Sewaktu menarik napas (inspirasi), otot diafragma berkontraksi, dari posisi melengkung ke atas menjadi lurus. Bersamaan dengan itu, otot-otot tulang rusuk pun berkontraksi. Akibat dari berkontraksinya kedua jenis otot tersebut adalah mengembangnya rongga dada sehingga tekanan dalam rongga dada berkurang dan udara masuk.

Pada saat mengeluarkan udara (ekspirasi), otot-otot diafragma dan otot-otot antar tulang rusuk akan melemas. Akibatnya rongga dada akan mengecil dan tekanan udara di dalam oaru-paru naik sehingga udara keluar.

Jenis-jenis Pernapasan Manusia dan Mekanismenya

Berdasarkan organ yang terlibat dalam peristiwa inspirasi dan ekspirasi, orang sering membedakan pernapasan menjadi pernapasan dada dan pernapasan perut. Sebenarnya pernapasan dada dan pernapasan perut terjadi secara bersamaan.

1.  Pernapasan Dada

Pernapasan dada terjadi karena otot antar tulang rusuk berkontraksi, sehingga rusuk terangkat dan akibatnya volume rongga dada membesar. Membesarnya rongga dada ini membuat tekanan dalam rongga dada mengecil dan paru-paru mengembang.

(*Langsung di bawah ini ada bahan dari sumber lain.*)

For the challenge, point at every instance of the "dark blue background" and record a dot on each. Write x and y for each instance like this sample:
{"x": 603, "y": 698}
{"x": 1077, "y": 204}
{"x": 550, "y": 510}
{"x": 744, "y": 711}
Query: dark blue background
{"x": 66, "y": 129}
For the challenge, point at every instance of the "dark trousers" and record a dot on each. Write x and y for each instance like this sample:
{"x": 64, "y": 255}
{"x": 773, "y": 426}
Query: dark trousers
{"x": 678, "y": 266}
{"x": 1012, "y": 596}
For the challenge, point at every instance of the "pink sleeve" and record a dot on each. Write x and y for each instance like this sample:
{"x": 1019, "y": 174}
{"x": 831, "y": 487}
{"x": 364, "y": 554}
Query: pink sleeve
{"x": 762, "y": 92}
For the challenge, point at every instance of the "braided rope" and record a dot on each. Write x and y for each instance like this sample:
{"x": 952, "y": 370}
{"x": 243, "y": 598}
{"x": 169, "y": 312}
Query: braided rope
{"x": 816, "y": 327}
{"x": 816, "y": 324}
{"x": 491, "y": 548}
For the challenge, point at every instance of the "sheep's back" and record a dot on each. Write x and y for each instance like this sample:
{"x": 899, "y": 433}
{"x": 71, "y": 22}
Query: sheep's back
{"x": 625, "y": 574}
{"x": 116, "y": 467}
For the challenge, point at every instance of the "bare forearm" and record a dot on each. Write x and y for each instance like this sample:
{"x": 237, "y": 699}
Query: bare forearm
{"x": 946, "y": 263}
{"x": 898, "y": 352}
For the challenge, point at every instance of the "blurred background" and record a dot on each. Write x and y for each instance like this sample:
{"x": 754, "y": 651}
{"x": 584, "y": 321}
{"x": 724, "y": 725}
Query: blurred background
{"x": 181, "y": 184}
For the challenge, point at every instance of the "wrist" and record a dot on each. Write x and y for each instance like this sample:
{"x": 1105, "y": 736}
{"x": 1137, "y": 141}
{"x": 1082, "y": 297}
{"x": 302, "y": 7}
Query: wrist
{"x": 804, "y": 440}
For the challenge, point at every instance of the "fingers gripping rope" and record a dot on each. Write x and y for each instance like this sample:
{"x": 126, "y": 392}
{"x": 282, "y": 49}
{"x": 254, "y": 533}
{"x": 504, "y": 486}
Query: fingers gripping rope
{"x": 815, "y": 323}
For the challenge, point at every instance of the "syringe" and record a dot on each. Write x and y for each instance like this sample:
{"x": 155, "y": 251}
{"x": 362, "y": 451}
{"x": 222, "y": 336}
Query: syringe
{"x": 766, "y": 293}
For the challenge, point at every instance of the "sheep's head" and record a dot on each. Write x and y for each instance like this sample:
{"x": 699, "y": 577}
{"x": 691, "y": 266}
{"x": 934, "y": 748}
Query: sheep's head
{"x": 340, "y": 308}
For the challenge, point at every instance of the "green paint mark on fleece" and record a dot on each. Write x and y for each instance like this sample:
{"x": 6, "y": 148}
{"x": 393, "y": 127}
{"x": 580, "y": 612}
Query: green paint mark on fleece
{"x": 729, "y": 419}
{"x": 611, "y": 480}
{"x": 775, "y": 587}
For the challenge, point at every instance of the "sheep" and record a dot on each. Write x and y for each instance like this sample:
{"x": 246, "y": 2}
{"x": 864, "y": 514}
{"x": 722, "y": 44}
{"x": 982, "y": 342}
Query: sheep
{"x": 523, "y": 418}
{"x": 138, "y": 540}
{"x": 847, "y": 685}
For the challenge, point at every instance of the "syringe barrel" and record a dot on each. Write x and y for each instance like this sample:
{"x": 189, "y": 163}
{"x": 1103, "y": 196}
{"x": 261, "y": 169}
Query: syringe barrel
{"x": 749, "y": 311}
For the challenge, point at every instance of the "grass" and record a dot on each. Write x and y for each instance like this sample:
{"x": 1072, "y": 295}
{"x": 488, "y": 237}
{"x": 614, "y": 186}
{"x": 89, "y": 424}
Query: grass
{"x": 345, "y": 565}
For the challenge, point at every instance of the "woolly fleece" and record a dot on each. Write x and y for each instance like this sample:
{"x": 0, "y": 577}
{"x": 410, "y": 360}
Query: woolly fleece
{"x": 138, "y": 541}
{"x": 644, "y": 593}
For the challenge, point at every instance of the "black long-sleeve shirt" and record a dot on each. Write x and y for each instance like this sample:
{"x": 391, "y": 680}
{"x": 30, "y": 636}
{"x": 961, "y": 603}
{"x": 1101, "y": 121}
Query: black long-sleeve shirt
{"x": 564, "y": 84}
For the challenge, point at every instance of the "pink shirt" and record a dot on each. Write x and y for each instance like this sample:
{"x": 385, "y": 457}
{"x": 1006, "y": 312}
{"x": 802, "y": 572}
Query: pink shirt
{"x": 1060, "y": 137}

Pada saat paru-paru mengembang, tekanan udara di luar lebih besar daripada di dalam paru-paru, akibatnya udara masuk.

Sebaliknya, pada saat otot antar tulang rusuk berelaksasi (mengendur), maka tulang rusuk turun.Akibatnya, volume rongga dada mengecil, sehingga tekanan di dalamnya pun naik. Pada keadaan ini, paru-paru mengempis sehingga udara keluar.

2.  Pernapasan Perut

Pernapasan perut terjadi karena gerakan diafragma. Apabila otot diafragma berkontraksi, rongga dada akan membesar dan paru-paru mengembang. Akibatnya, udara akan masuk ke dalam paru-paru.

Pada saat diafragma relaksasi, diafragma akan kembali ke keadaan semula. Saat itu, rongga dada akan menyempit, mendorong paru-paru sehingga mengempis. Selanjutnya udara dari paru-paru akan keluar.

 Kapasitas Paru-paru

Udara yang masuk dan keluar saat berlangsungnya proses pernapasan biasa (normal) disebut . udara tidal. Volume udara tidal pada orang dewasa sekitar 500 mL.

Apabila kita menarik napas sekuat-kuatnya, maka volume udara yang dapat kita tarik mencapai 1500 mL. Udara ini dinamakan udara komplementer. Jika kita menghembuskan napas sekuat-kuatnya, volume udara yang dapat dihembuskan juga sekitar 1500 mL. Udara tersebut dinamakan udara suplementer.

Meskipun telah mengeluarkan napas sekuat-kuatnya, akan tetapi tetap masih ada sisa udara dalam paru-pru yang volumenya sekitar 1500 mL. Udara sisa ini dinamakan udara residu.

Kapasitas vital paru-paru adalah jumlah dari volume udara tidal, volume udara komplementer, dan volume udara suplementer. Sedangkan kapasitas total paru-paru adalah jumlah dari kapasitas vital paru-paru dan udara residu.

Perlu diketahui bahwa bernapas dengan hidung lebih sehat jika dibandingkan bernapas melalui mulut. Udara yang masuk melalui hidung akan disaring terlebih dahulu oleh rambut-rambut hidung dan selaput lendir, sehingga udara tersebut menjadi lebih bersih.

Baca juga :

Demikian ulasan mengenai Jenis-jenis Pernapasan Manusia dan Mekanismenya. Semoga bermanfaat.